1. “The Scleroderma Book: A Guide for Patients and Families” by Maureen D. Mayes
This is the book to get if you want to learn more about scleroderma. Considered one of the most complete and reliable sources of information on the disease, this guide was written by Dr. Maureen Mayes, M.D., the leading authority in the field. The book was written, as the title suggests, to be a guide for patients and their families. It starts off with the basics and goes deeper into the daily life and choices someone with scleroderma has to deal with. All in all, this book tries to show you how to be a “person living with” scleroderma and not a “victim suffering from” it.
2. “If You Have to Wear an Ugly Dress, Learn to Accessorize” by Linda McNamara & Karen Kemper
The title might seem a bit tongue-in-cheek but it’s actually a very good choice for this book. In it, the authors gathered personal stories and poetry about both scleroderma and other autoimmune diseases. Patients describe their journey from diagnosis and teach others that even though you may wear the ugly dress (your illness), your illness does not define who you are.
3. “The First Year: Scleroderma: An Essential Guide for the Newly Diagnosed” by Karen Gottesman
Karen Gottesman learned everything she could about scleroderma from the moment she was diagnosed. She then decided to put it down on paper in a step-by-step guide teaching others how to get through the first year. There’s a lot of helpful information, including various charts and tables, that makes the learning experience as easy as possible.
4. “Scleroderma Coping Strategies” by B. Bianca Podesta
The book takes the time to painstakingly explain how the disease works, to show the reader the psychological challenges that patients must face and goes into the healing process in a both practical and spiritual way.
5. “Scleroderma: The Proven Therapy That Can Save Your Life” by Henry Scammell
This book presents the results from a clinical trial that studied (at the time this book was published) the first and only therapy that reported a reversal and remission of scleroderma.
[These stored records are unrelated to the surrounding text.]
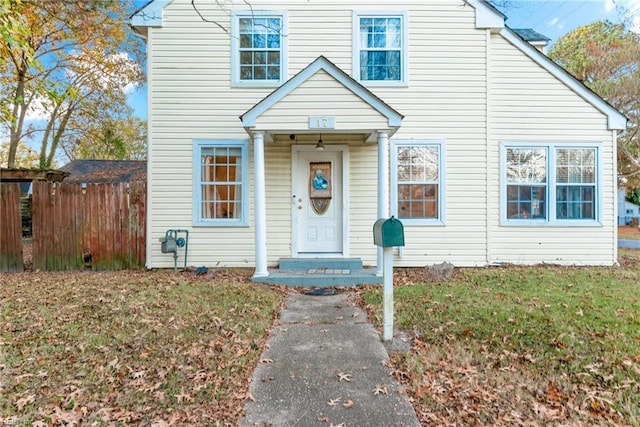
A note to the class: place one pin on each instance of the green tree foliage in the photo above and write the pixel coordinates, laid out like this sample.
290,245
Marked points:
110,139
64,60
26,157
605,56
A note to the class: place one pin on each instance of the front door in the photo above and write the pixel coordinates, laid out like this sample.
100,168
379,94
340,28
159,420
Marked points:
318,214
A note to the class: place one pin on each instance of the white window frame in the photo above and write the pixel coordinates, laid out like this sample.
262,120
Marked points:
198,146
441,145
235,48
552,184
404,60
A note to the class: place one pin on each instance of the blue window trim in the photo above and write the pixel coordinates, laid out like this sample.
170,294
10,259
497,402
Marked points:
404,17
198,145
235,48
551,220
440,143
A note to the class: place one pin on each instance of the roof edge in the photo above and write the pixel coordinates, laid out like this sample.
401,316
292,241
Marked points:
321,63
487,16
615,119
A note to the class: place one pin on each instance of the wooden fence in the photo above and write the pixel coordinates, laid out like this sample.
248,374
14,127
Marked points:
96,226
10,228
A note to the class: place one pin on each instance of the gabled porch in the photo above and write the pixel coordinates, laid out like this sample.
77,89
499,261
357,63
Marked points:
320,101
320,272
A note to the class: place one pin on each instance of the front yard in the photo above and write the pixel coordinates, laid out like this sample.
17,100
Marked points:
492,346
522,346
129,348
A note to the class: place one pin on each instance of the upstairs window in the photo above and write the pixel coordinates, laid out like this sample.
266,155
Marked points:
259,48
417,180
551,184
221,183
380,56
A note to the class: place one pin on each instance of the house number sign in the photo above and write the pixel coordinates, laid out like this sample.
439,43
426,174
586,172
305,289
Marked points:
322,122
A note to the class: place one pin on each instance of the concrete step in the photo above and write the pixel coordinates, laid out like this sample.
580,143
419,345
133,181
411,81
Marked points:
321,278
305,264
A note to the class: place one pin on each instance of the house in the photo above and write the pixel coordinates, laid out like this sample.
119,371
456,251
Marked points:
434,112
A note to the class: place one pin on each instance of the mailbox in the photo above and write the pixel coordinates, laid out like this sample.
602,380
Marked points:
168,244
388,232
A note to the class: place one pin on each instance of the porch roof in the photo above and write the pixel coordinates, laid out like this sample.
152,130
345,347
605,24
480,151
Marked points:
321,91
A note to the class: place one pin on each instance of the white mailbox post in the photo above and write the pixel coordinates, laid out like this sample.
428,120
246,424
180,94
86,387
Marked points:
388,233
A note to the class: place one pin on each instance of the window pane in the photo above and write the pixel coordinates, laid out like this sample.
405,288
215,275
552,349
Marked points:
380,48
260,44
526,202
576,165
526,165
576,171
418,181
575,202
221,182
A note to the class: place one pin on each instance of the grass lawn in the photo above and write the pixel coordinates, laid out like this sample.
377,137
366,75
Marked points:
628,232
522,345
129,348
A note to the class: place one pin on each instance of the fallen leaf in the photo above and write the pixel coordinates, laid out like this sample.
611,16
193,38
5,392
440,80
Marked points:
333,402
380,390
346,377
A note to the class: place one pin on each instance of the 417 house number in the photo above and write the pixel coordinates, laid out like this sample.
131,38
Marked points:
322,122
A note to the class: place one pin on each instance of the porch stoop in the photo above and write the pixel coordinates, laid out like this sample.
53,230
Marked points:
321,272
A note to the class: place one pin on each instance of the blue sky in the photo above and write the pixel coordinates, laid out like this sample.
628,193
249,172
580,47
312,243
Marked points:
553,18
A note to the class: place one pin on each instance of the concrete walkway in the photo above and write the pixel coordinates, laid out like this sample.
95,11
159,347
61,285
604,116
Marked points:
325,365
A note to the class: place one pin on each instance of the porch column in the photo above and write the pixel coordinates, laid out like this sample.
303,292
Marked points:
260,206
383,186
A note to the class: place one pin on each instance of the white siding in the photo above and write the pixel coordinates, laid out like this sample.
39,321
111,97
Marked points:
446,98
521,111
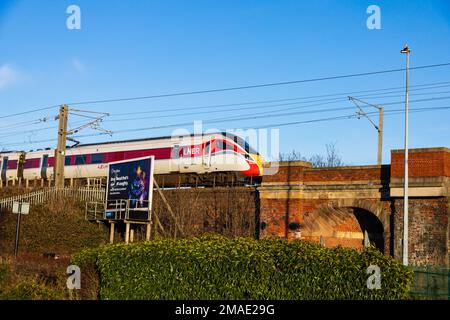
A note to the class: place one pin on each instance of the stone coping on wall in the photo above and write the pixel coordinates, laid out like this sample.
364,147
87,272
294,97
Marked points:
419,150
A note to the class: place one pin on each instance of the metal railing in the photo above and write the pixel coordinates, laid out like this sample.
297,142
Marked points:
53,193
120,209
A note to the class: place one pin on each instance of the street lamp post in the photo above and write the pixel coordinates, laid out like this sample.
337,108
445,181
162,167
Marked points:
406,51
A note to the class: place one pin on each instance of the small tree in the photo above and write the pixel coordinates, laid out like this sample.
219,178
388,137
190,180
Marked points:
332,158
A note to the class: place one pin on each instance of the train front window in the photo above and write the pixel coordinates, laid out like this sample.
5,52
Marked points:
219,144
97,158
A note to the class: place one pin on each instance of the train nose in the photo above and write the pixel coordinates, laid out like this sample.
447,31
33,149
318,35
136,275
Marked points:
256,166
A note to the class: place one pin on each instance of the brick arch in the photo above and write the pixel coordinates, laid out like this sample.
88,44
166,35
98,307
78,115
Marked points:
341,222
374,207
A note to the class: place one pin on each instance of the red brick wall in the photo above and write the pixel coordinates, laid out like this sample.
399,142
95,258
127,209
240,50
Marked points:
342,174
421,164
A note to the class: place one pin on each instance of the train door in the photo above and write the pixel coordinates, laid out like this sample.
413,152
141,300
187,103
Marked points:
4,168
44,166
207,155
174,164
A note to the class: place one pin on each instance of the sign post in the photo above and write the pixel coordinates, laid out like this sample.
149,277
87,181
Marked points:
19,208
129,193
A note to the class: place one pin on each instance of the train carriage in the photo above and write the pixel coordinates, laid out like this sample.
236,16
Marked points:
198,154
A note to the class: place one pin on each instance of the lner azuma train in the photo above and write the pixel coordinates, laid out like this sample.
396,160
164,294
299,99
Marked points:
203,155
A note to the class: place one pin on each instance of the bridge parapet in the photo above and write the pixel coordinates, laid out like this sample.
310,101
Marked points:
296,193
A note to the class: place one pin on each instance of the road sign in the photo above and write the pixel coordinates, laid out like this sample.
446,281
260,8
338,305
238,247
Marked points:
21,207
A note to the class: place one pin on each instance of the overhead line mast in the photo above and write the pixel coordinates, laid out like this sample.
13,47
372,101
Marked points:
60,151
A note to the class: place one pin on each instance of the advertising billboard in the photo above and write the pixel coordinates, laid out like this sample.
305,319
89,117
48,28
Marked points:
130,188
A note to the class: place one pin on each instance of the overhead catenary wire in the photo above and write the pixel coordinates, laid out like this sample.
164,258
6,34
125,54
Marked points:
325,102
342,117
263,85
344,96
231,88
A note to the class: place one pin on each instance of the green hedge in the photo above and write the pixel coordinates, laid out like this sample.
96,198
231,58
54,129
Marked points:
240,268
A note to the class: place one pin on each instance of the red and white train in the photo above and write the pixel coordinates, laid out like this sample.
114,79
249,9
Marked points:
198,154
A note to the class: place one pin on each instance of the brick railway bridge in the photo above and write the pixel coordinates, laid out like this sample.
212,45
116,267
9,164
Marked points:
349,205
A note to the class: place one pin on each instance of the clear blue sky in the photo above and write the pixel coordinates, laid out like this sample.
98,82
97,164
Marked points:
140,48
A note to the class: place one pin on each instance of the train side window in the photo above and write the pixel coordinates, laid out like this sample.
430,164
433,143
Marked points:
97,158
81,159
229,147
207,147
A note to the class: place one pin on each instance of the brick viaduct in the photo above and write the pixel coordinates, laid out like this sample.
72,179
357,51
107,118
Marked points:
346,205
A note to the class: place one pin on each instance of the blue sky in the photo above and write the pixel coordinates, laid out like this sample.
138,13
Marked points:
141,48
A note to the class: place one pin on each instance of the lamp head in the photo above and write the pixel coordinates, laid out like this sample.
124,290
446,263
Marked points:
405,49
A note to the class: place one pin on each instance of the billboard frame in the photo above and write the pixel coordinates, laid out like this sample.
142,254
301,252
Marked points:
150,189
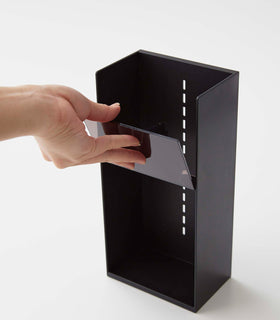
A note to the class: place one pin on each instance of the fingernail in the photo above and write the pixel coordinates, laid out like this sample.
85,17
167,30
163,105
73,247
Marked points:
115,104
142,161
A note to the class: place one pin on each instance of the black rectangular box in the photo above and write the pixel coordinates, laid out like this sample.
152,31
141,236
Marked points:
171,241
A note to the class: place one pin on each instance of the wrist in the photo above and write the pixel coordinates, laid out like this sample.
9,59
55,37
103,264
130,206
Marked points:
25,110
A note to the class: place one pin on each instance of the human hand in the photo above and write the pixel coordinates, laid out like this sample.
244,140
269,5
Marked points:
57,122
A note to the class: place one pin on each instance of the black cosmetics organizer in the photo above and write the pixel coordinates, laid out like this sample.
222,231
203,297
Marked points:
168,224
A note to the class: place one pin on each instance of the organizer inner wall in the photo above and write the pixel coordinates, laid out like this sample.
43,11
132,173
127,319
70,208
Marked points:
150,223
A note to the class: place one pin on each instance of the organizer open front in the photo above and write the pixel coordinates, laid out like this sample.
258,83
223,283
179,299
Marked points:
164,157
150,224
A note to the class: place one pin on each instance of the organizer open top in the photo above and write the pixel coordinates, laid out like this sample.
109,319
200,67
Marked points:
159,94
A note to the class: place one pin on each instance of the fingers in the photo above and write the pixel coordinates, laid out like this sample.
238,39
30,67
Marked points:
127,165
118,155
87,109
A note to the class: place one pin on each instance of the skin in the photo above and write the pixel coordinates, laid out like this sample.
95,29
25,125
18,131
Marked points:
54,115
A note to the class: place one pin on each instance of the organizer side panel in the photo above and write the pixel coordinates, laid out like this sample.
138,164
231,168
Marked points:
216,149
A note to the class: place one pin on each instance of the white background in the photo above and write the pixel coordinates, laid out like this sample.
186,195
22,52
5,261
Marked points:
52,257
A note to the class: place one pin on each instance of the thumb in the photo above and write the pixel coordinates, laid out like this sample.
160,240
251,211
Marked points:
103,112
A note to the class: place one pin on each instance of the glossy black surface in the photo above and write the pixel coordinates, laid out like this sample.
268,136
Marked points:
164,156
162,238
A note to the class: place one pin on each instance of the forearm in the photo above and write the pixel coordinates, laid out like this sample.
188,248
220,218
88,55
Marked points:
21,112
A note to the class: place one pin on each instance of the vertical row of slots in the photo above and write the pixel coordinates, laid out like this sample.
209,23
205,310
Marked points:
184,151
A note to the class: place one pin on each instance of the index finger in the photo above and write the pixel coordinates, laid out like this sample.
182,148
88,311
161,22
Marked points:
113,141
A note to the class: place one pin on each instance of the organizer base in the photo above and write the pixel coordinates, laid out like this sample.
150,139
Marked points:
163,276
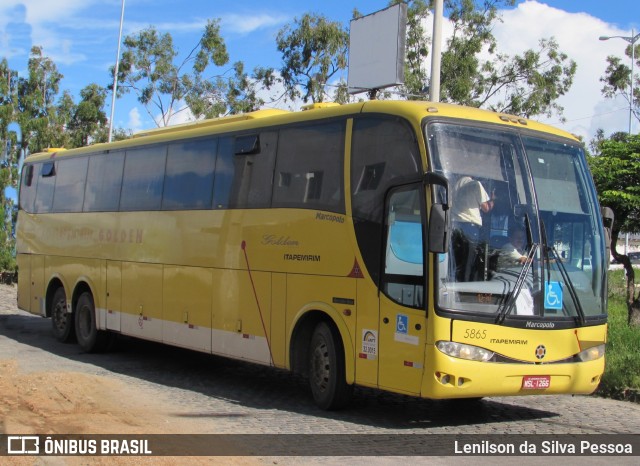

And despite what you may think, it’s not a dry read. Scammell takes the reader on a journey from Dr. Brown’s first scleroderma patient and how he discovered that the simple, safe therapy described in this book could be a cure.
6. “My Mom’s Special” by Andrea Oakland
This illustrated children’s book by scleroderma patient, Andrea Oakland, and illustrations by her mom, Meredith Allister, describes ways that children can help a parent or loved one that suffers from scleroderma. It’s told from a young girl’s perspective as she lives her day-to day life with a mother who has scleroderma. Andrea dedicated the book to raise funds, awareness and support of the SRF.
7. “Journey Beyond Diagnosis” by Greg Pacini
Journey Beyond Diagnosis is not about scleroderma specifically. It’s a broader look at what an illness experience truly means. Greg Pacini wrote this book as a way to help caregivers, survivors, and medical professionals by comparing an illness to a long road trip and explaining how it’s a journey of body, mind, and emotion.
Scleroderma News is strictly a news and information website about the disease. It does not provide medical advice, diagnosis or treatment. This content is not intended to be a substitute for professional medical advice, diagnosis, or treatment. Always seek the advice of your physician or another qualified health provider with any questions you may have regarding a medical condition. Never disregard professional medical advice or delay in seeking it because of something you have read on this website.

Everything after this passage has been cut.